Why it matters: Roughly 400 million people suffer from diabetes worldwide, and 10% of them will develop a serious case of retinopathy. Doctors can treat it if they can detect it in time, but there aren’t enough ophthalmologists or clinics to go around. AI running on portable devices could spot cases locally, catching the condition early and conserving specialist attention for severe cases.
Behind the news: The Food and Drug Administration approved its first AI-driven eye scanner for clinical use last year under a fast-track program for novel technologies.
What they’re saying: “Advances in the automated diagnosis of eye conditions . . . have put artificial intelligence in a position to transform eye care. Soon, AI-based systems could augment physicians’ decision-making in the clinic — or even replace physicians altogether.” — Aaron Lee, Dept. of Ophthalmology, University of Washington, in Nature
Bottom line: Many experts expect AI’s march on medicine to start in the radiology lab. But you’re likely to find it in the ophthalmologist’s office even sooner.
Automating Justice
AI tools that help police and courts make decisions about detention, probation, and sentencing have “serious shortcomings," an AI industry consortium warns.
What’s new: The Partnership on AI examined the use of risk-assessment software in criminal justice throughout the U.S. In a new report, it outlines 10 requirements of such systems that are “largely unfulfilled” in the current crop. The organization's requirements include:
- Statistical bias must be measured and mitigated.
- Predictions must be easy to interpret.
- Tools must include confidence estimates with their predictions.
- Designs, architectures, and training data must be open to review.
- Output must be reproducible to enable meaningful challenges.
Behind the news: U.S. authorities increasingly use, and in some cases mandate the use of, automated systems.
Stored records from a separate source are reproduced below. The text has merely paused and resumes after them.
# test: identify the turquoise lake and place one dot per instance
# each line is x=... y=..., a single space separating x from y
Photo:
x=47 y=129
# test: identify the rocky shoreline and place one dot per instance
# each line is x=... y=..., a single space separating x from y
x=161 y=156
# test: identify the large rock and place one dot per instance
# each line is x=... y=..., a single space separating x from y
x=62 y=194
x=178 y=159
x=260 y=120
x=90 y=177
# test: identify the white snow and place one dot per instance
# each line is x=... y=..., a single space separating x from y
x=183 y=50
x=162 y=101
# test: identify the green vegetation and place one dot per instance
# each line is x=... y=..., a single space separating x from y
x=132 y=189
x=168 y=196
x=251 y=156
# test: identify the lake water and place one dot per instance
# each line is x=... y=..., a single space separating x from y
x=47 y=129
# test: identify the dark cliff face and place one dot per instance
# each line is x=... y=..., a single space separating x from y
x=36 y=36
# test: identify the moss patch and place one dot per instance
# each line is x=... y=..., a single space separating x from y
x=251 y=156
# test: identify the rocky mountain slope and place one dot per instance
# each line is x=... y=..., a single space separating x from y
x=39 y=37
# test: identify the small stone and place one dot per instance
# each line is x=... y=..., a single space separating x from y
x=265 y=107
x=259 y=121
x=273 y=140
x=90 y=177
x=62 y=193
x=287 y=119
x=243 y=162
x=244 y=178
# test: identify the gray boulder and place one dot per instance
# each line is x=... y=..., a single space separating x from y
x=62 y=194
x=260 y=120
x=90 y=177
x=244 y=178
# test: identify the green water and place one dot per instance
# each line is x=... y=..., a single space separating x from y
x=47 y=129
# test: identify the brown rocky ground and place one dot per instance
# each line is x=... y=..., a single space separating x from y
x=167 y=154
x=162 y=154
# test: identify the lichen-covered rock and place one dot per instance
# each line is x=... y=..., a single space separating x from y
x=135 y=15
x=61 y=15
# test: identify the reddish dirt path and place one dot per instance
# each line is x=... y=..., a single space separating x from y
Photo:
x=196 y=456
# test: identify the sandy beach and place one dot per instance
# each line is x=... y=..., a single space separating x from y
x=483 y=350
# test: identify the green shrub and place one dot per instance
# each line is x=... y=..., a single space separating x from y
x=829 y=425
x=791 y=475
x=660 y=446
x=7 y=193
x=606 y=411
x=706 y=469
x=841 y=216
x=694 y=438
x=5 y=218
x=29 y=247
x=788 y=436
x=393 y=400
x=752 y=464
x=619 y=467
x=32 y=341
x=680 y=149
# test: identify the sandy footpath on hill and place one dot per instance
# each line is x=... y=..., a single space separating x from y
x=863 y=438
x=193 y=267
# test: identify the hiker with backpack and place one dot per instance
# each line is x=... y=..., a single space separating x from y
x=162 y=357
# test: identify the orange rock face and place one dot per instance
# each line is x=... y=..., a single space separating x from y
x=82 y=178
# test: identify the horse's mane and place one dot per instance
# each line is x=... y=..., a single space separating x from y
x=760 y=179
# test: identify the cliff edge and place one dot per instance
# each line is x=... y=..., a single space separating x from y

The aim is to reduce costs and increase rigor in decision-making. Yet such tools have been shown to produce invalid or biased results. They’re used without oversight, largely by people with little technical training.
We’re thinking: The government’s reliance on predictive software doesn’t stop with criminal justice. It's used in child welfare, education, public health, and elsewhere, and it has come up short time and time again. Such tools need to be evaluated with far more technical rigor. The new guidelines are a good place to start.